Alan Gerber, Donald Green and Christopher Larimer drew up a list of more than 180,000 voters in Michigan. One group of 99,999 voters was set aside as a control group -- these people just voted as they usually do. The rest were divided into four groups.

Members of one group got a letter each 11 days before a 2006 election exhorting them to vote because it was a civic duty. Members of another group received a letter saying that the researchers were studying their voting habits -- the mailing said, "You are being studied."

The third group got a letter pointing out that whether someone votes is a matter of public record -- registrars maintain publicly available lists of those who show up at the polls. (Whom they vote for is a secret.) The letter went on to note whether people in the recipient's household had voted in the 2004 presidential primary and general election.

The fourth group got a letter showing not only whether they had voted in the 2004 elections but also which of their neighbors had voted. The letter said that after the coming election, the entire neighborhood would receive another mailing that laid out -- household-by-household -- who had voted.
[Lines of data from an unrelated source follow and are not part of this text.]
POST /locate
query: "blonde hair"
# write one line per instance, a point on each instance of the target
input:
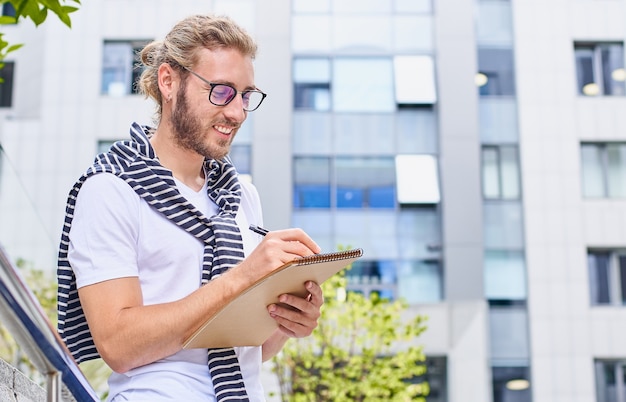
(180, 47)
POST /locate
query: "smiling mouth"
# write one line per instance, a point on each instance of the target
(224, 130)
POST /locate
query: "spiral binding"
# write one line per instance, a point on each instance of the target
(327, 257)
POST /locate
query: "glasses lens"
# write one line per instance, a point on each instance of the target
(252, 100)
(221, 94)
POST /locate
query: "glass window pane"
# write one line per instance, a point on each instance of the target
(413, 33)
(311, 70)
(355, 32)
(593, 180)
(362, 85)
(363, 134)
(417, 179)
(503, 225)
(494, 24)
(491, 175)
(6, 86)
(318, 224)
(311, 183)
(505, 275)
(622, 277)
(613, 69)
(117, 65)
(365, 183)
(585, 76)
(509, 169)
(420, 281)
(379, 276)
(606, 384)
(498, 120)
(511, 384)
(373, 230)
(419, 233)
(414, 80)
(508, 330)
(497, 66)
(301, 38)
(598, 267)
(616, 170)
(416, 131)
(311, 6)
(241, 155)
(311, 133)
(413, 6)
(363, 6)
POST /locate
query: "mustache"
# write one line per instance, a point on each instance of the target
(226, 123)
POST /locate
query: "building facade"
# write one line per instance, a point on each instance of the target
(476, 151)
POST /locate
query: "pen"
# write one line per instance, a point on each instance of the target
(259, 230)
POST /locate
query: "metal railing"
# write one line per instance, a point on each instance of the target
(23, 316)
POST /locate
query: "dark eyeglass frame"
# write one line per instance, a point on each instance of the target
(235, 92)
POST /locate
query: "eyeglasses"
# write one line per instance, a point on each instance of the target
(223, 94)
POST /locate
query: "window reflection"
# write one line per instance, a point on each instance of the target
(495, 67)
(600, 68)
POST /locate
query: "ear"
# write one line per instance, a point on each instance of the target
(168, 80)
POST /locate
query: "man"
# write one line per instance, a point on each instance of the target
(160, 214)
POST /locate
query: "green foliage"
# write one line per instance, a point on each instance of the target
(37, 12)
(44, 286)
(362, 350)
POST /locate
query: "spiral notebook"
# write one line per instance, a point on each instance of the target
(246, 322)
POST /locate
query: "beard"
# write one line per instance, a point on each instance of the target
(189, 132)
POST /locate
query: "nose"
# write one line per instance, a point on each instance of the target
(234, 109)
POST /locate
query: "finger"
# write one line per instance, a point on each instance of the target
(296, 235)
(315, 294)
(292, 322)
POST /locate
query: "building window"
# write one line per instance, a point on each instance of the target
(600, 68)
(610, 380)
(505, 275)
(415, 281)
(496, 72)
(417, 179)
(120, 70)
(6, 84)
(603, 170)
(363, 84)
(511, 384)
(311, 78)
(500, 172)
(414, 79)
(241, 157)
(607, 277)
(8, 10)
(344, 182)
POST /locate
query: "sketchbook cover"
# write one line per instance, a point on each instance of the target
(246, 322)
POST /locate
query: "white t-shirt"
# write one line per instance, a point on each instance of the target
(133, 239)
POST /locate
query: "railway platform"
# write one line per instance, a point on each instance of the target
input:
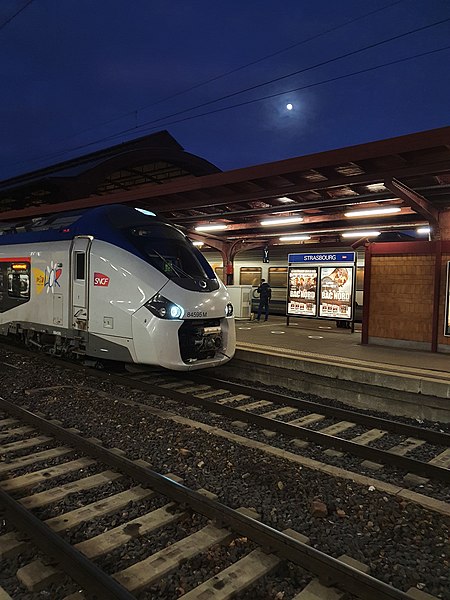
(317, 357)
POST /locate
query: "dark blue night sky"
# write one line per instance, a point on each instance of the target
(79, 75)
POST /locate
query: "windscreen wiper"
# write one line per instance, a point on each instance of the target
(178, 270)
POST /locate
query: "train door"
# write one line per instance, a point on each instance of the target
(79, 259)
"These were the most homely pieces of direct mail in the history of direct mail," said Green, who works at Yale University. "They were sheets of computer paper. They had no graphics and used block courier type. They are the exact opposite of the slick four-color mailings that campaigns send out."

Homely though they were, the letters had a powerful effect. The control group's turnout rate was slightly less than 30 percent. Among those who received the "civic pride" letter, turnout was 6 percent higher than the control group's. Among those who were told they were being studied, it was 12 percent higher. Among those who were shown whether they had voted in the previous election, the turnout was 16 percent higher.
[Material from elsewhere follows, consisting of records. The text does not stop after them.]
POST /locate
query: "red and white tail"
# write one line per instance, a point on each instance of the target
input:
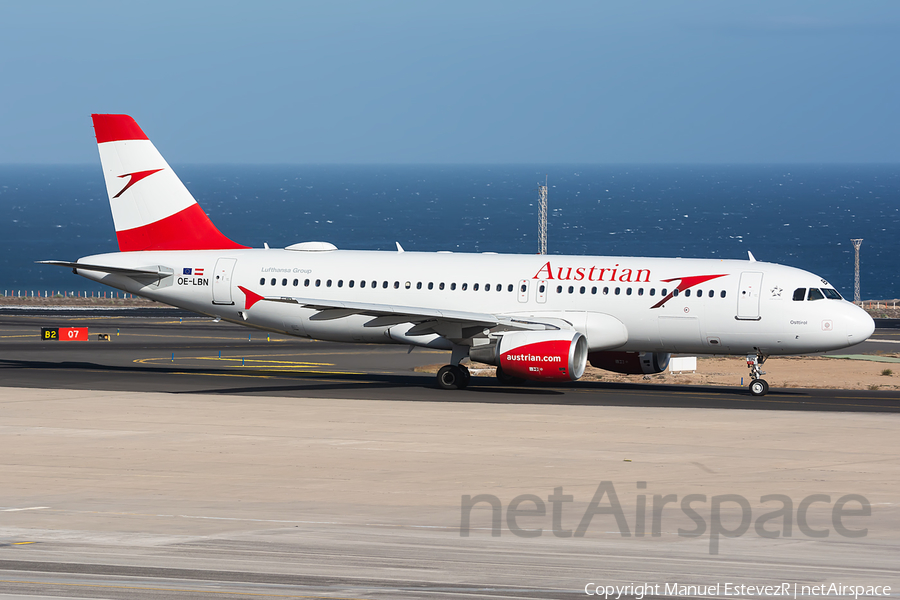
(152, 210)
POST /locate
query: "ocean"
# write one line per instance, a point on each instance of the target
(803, 216)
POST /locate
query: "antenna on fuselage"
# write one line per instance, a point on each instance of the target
(542, 217)
(856, 297)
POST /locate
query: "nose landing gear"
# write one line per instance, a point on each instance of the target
(758, 386)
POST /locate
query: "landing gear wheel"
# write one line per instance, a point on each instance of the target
(508, 379)
(451, 377)
(466, 377)
(759, 387)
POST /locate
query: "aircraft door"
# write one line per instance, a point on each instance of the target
(541, 293)
(523, 290)
(748, 296)
(222, 281)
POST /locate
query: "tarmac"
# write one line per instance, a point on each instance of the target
(316, 470)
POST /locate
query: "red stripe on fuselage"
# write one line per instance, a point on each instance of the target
(189, 229)
(686, 282)
(115, 128)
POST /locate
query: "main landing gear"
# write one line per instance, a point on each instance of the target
(455, 376)
(758, 387)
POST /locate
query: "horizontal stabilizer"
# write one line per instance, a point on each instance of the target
(148, 272)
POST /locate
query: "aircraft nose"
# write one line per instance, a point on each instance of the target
(860, 326)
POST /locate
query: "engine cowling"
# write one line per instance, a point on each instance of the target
(630, 363)
(559, 355)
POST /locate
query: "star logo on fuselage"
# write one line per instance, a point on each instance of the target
(135, 177)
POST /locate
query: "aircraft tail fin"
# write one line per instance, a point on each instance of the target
(151, 207)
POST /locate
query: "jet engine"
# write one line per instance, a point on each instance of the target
(559, 355)
(630, 363)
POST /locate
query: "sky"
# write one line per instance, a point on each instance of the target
(456, 82)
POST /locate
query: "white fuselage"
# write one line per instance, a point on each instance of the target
(741, 307)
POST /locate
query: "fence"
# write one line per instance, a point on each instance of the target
(110, 295)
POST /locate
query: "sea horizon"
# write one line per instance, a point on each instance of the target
(803, 215)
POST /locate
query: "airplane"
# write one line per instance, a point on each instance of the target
(535, 317)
And telling people what everyone in the neighborhood had done the previous Election Day -- and letting them know that they would be similarly informed about the current election -- boosted turnout by 27 percent.

The effectiveness of snitching on neighbors exceeded that of live telephone calls and rivaled that of laborious, face-to-face canvassing, the political scientists wrote in an article published in the American Political Science Review this year. Direct mail costs peanuts compared with other techniques.

The Michigan experiment was conducted before a primary, but this team and other researchers have demonstrated the same effect in other local and municipal elections and the 2008 Iowa presidential caucuses. Automated calls ahead of the 2008 Michigan primary informing people about their neighbors' voting history had the same effect.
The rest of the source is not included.